The Republican Party hierarchy commenced the current primary season with two overriding objectives 1) make certain no constitutional conservative would win the nomination; and 2) nominate someone considered to be an ideological moderate. They have succeeded in many ways far beyond what they could have imagined.

The last conservative standing, Ted Cruz, was recently vanquished in Indiana. The presumptive nominee, Donald Trump, while certainly not the first choice of the party insiders, is more than just a moderate, he is the most liberal nominee in the party’s history. Nonetheless, as he has been a member of the Ruling Class for his entire adult life, Trump will eventually be acceptable to the party elites, as their first allegiance is to themselves and the Party. However, the far more important goal of denying the nomination to anyone in the conservative wing of the party was a resounding albeit a pyrrhic victory.

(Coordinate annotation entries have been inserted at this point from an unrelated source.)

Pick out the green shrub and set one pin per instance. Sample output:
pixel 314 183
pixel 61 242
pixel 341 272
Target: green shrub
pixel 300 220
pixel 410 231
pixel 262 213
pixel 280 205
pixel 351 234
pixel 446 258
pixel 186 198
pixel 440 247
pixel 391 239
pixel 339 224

Since the end of Ronald Reagan’s second term, the Republican Party hierarchy has subtly and at times overtly (the Tea Party) denigrated and deliberately diminished the influence of the conservative movement within their ranks.

Despite the fact that conservatives are by far the largest faction within the party, this strategy has been successful, as there has been no one of the stature of Ronald Reagan to assume the mantle of both leader of the movement and the Party. Over the past 28 years, by manipulating the nominating process, controlling political contributions and colluding with the media, the party elites have made certain that no genuine conservative could win the presidency. Conservatives, as they have nowhere else to go, have been viewed solely as voting machine fodder to be harvested every two years.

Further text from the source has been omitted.